»Oh, ich kann ja auch gehen,« stimmte der Pennäler sehr vergnügt zu und begann seine Hefte zusammenzuraffen. Jedoch eine solche Versäumnis widersprach Pauls Pflichtgefühl. Mit ernster Miene bedeutete er seinen Bruder, daß der Schüler unmittelbar vor der Versetzung stehe und daß das tägliche Pensum nicht unterbrochen werden dürfte. Bruno möchte eine kurze Weile entschuldigen. Dann beugten sich Lehrer und Knabe gemeinsam über den Ostermann, und lächelnd vernahm der junge Kaufmann ihr erregtes Murmeln; längst entwöhnte lateinische Brocken schlugen an sein Ohr, und erst als die Thronstreitigkeiten der Semiramis gänzlich entschieden waren und der Kuckuck »sieben« schrie, da durfte Walter Müller nach Hause eilen.

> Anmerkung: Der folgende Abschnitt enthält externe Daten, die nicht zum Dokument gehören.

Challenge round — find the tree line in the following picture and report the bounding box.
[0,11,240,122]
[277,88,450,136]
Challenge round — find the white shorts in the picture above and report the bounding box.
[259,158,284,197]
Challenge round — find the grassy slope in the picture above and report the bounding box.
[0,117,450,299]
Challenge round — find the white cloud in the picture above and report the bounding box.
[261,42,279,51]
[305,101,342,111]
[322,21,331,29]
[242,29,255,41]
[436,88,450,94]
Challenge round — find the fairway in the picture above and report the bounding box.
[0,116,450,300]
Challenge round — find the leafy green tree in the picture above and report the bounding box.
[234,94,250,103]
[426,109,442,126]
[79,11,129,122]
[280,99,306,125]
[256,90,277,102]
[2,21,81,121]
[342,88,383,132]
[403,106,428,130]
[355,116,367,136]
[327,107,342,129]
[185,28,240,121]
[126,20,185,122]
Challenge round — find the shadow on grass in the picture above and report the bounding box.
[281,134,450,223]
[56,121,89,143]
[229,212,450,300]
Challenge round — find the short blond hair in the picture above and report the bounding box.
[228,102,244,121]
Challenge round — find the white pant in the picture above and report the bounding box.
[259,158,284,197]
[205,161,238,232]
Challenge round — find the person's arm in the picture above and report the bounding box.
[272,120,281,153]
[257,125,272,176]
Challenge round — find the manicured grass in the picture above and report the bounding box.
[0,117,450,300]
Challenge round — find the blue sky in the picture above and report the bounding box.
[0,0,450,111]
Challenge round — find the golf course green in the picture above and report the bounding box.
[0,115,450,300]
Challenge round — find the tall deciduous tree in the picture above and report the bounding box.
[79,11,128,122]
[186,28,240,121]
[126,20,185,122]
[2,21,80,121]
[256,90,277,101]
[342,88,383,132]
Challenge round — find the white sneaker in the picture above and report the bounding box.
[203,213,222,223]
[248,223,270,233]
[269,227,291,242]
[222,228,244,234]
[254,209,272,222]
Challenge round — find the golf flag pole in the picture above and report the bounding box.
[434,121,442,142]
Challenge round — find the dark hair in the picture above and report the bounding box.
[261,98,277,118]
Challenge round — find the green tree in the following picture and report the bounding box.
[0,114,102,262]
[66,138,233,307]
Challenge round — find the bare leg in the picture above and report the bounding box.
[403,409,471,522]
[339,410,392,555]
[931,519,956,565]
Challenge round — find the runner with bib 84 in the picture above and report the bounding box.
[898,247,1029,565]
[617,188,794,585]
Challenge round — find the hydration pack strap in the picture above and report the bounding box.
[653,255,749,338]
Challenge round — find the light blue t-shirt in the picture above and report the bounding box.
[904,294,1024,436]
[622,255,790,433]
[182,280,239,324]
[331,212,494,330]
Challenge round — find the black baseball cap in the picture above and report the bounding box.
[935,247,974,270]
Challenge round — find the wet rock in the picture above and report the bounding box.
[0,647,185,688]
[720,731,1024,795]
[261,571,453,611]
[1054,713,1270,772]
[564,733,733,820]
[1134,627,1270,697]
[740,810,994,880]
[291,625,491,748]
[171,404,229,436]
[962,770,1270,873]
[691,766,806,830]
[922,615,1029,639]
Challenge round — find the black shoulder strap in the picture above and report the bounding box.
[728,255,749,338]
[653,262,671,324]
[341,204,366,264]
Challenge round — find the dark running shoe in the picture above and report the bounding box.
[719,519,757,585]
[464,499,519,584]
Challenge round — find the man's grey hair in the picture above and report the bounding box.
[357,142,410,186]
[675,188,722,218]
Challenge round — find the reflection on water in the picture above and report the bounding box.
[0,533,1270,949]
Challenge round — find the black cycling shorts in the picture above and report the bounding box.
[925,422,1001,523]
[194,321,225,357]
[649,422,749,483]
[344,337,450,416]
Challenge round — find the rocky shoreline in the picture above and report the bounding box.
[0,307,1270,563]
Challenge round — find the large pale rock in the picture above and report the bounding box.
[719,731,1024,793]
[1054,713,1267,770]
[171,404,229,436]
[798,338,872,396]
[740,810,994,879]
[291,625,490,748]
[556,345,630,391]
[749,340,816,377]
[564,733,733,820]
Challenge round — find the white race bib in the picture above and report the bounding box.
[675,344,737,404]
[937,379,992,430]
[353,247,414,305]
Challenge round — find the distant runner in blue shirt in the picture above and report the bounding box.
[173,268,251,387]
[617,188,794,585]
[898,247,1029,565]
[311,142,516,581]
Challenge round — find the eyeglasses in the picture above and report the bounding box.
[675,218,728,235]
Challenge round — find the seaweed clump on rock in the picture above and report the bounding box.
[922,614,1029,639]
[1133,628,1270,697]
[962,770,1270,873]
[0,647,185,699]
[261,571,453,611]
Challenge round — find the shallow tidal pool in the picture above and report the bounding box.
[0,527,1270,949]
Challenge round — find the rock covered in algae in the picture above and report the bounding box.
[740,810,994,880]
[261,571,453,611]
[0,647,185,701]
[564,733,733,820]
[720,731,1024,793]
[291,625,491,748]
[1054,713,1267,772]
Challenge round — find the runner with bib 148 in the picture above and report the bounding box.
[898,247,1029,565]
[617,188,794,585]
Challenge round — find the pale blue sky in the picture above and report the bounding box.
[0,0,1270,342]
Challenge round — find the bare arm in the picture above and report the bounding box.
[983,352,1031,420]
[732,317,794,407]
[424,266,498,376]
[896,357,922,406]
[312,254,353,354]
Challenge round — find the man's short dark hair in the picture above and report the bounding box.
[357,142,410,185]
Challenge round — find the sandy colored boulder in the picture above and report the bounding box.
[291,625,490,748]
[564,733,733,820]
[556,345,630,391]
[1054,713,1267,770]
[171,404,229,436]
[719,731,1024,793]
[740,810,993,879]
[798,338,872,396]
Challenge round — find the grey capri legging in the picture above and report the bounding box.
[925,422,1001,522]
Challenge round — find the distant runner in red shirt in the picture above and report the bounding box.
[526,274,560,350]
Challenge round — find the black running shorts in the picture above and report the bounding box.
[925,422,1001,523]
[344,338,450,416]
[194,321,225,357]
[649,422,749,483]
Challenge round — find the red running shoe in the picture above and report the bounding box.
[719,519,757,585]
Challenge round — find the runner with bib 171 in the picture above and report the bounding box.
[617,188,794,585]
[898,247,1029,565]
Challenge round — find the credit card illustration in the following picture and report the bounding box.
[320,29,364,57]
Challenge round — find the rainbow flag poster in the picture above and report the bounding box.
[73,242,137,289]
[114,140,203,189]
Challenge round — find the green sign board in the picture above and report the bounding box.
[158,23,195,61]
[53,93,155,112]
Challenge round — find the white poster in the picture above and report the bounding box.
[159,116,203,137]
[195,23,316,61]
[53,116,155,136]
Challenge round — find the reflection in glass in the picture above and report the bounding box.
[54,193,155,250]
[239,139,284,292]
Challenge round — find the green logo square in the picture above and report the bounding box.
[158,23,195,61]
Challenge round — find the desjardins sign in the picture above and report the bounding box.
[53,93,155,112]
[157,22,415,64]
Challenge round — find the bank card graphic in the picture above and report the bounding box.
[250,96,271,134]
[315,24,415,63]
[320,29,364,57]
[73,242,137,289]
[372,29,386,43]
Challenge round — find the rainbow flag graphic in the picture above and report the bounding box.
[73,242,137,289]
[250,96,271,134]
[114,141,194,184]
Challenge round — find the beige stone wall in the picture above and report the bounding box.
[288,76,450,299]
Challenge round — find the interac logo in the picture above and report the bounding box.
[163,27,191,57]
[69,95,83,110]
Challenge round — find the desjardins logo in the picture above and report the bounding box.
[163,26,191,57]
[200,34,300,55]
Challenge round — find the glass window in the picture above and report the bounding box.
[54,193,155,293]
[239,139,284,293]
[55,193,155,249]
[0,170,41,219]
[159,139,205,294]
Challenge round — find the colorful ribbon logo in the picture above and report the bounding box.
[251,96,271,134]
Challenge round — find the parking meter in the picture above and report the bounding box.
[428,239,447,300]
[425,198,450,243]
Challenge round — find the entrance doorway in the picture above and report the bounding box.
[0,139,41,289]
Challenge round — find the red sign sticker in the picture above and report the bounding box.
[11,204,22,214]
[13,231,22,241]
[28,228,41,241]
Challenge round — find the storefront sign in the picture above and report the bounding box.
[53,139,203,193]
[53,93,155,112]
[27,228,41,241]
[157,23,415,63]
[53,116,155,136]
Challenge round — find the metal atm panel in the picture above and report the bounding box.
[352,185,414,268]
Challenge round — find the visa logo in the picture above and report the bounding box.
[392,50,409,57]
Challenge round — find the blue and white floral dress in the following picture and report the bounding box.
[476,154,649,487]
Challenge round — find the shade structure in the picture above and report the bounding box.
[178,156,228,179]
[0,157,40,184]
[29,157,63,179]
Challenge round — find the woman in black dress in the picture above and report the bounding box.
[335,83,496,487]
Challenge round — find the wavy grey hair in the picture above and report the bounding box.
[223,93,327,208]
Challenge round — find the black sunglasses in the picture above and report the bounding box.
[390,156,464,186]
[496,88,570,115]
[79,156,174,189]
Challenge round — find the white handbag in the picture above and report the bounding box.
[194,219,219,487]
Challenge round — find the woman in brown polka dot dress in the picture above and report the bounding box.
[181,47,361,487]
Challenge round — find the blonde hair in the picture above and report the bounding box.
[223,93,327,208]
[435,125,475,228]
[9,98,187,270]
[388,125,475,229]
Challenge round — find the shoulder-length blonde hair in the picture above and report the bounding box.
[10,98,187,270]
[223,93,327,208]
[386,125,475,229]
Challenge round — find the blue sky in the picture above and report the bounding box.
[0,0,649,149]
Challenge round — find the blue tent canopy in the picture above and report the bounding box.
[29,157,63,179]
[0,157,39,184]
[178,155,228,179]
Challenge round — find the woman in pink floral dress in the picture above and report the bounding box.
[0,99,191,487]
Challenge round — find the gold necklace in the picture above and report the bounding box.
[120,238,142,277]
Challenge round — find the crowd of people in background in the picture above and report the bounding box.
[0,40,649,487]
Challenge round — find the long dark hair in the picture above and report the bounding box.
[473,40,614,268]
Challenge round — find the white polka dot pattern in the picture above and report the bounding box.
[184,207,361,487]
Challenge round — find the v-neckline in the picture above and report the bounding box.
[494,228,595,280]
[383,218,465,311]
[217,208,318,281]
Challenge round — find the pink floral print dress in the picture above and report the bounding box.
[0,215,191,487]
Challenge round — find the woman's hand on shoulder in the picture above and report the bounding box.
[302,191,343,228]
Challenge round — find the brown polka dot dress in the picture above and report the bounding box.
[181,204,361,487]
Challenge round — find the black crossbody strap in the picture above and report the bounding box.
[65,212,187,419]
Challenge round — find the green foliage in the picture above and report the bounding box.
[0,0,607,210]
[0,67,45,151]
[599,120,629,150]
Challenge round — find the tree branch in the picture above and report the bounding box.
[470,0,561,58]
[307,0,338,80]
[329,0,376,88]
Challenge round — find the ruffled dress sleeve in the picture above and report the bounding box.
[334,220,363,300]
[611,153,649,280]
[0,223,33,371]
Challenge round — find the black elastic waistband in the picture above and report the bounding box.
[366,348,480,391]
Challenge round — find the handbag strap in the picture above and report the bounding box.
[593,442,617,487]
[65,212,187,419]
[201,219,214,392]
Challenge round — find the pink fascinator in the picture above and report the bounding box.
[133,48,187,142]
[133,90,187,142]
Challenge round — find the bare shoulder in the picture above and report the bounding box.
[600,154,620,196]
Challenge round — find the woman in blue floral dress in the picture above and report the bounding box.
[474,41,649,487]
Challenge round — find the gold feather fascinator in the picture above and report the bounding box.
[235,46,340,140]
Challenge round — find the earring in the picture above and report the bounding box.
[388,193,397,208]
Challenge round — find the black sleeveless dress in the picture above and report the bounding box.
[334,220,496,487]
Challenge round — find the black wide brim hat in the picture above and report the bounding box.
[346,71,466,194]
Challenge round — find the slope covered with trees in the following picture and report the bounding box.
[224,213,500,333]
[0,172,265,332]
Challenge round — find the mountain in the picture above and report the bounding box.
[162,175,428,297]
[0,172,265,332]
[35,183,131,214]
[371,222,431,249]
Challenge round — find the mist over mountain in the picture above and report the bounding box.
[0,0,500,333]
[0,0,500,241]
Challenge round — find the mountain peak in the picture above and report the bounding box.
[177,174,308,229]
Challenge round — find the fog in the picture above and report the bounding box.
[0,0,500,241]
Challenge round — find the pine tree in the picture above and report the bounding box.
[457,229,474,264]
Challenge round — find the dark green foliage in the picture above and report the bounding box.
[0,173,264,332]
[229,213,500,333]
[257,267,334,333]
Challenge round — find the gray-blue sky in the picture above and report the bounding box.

Er verbeugte sich feierlich vor Pauls Bruder, bevor er sich rückwärts aus der Tür zurückzog.
»Gottlob!« atmete Bruno auf, der sich inzwischen seines Pelzes entledigt hatte und sich nun leicht in eine Ecke des Sofas warf. »Gottlob, daß wir diese Pennälerjahre hinter uns haben.«
»Du bist also jetzt zufriedener?« forschte der Theologe, der sich dem Heimgekehrten gegenüber auf einem Stuhl niedergelassen und jetzt die Lampe beiseite schob, um den Anblick des lange Entbehrten voll zu genießen.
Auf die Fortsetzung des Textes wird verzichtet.